What are the best speech therapy exercises for articulation?
Effective articulation exercises include isolation drills (producing a target sound alone), syllable repetition, minimal pair contrasts, and sentence-level practice that moves from structured to spontaneous speech. Phonological cycling works well for children with multiple sound errors. For adults, traditional articulation drill combined with self-monitoring strategies helps build accuracy and carryover into everyday conversation.

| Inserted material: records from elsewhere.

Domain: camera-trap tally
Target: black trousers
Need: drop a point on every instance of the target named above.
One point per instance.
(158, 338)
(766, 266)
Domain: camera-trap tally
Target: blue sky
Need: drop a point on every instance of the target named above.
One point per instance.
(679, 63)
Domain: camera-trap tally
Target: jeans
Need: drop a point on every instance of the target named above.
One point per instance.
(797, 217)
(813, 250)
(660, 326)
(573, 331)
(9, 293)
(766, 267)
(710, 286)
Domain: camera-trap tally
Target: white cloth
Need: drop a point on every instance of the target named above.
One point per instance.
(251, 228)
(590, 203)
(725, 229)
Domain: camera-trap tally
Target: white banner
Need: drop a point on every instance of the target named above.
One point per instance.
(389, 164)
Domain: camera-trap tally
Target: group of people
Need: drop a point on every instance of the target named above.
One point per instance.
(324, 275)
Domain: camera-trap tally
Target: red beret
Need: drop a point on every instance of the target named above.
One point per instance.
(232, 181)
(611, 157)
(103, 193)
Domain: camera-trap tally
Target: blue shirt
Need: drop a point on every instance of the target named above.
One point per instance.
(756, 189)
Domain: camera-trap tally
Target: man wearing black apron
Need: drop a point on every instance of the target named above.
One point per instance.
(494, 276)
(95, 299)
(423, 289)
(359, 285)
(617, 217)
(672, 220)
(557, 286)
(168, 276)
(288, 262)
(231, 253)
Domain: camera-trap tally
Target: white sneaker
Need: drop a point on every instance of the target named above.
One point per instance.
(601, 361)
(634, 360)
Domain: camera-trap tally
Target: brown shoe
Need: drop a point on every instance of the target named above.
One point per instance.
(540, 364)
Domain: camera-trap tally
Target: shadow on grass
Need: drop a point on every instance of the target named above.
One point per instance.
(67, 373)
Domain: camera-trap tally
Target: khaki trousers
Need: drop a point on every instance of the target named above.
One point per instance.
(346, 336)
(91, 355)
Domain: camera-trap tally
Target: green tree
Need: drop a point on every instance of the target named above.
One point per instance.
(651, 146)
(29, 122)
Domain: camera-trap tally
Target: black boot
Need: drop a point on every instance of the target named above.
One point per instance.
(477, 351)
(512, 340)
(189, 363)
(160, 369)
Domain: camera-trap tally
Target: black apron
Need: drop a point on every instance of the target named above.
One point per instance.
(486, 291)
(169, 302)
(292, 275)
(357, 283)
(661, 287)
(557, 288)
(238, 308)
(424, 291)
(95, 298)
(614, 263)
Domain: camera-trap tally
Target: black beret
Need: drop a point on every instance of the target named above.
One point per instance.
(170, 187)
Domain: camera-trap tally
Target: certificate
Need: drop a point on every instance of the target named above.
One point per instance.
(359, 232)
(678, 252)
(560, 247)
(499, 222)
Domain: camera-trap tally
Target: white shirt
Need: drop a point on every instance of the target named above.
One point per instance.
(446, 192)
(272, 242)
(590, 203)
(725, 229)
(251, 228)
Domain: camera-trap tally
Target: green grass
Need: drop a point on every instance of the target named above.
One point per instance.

Which speech therapy exercises help stroke patients recover speech?
Stroke recovery programs commonly use constraint-induced language therapy, semantic feature analysis, phonological component analysis, and script training for aphasia. For motor speech deficits like apraxia of speech, SLPs rely on articulatory kinematic approaches, repetitive practice of high-frequency phrases, and melodic intonation therapy. Oral motor strengthening and swallowing exercises such as the Mendelsohn maneuver are added when dysphagia is present.
How do SLPs measure progress in speech therapy?
SLPs track progress through baseline and ongoing data collection, typically recording percent accuracy per session for target sounds, words, or language goals. Standardized assessments are re-administered at set intervals, and clinicians use probe tasks to test generalization. Instrumental measures like videofluoroscopy or stroboscopy may be used for swallowing and voice cases. Clear data trends guide decisions about advancing, modifying, or discharging therapy.
What methods, strategies, techniques, or materials might an SLP use during treatment?
Materials range from picture cards and minimal pair decks to apps, mirrors, and biofeedback devices. SLPs use modeling, cueing hierarchies (visual, tactile, verbal), shaping, and systematic fading of prompts. For voice therapy, tools include pitch monitors and airflow trainers. Fluency work may incorporate delayed auditory feedback devices. The key is matching every material and strategy to the client's individualized treatment plan.
Can adults benefit from speech therapy exercises at home without an SLP?
Adults can maintain and reinforce skills through structured home practice programs, but starting without professional guidance is not recommended. An SLP establishes the correct targets, teaches proper technique, and prevents compensatory habits that could slow recovery. Once a home program is in place, independent practice between sessions accelerates progress. Telepractice is a good option for adults who cannot attend in-person sessions regularly.

Effective speech therapy exercises are never chosen at random. As this guide has emphasized, every technique, from articulation drills and vocal function exercises to effortful swallows and cognitive-communication tasks, must be matched to a specific diagnosis and a measurable functional goal. The deficit drives the exercise, not the other way around.

Carryover outside the therapy room matters just as much as what happens inside it. Encourage patients and caregivers to prioritize high-frequency home practice with structured tasks that mirror session objectives. Consistent repetition between appointments is where lasting gains take shape. For disorder-specific evidence summaries and dosing guidance, consult ASHA's Practice Portal as your go-to clinical reference. The more precisely you align your exercise selection with evidence-based speech therapy techniques, the better your patient outcomes will be.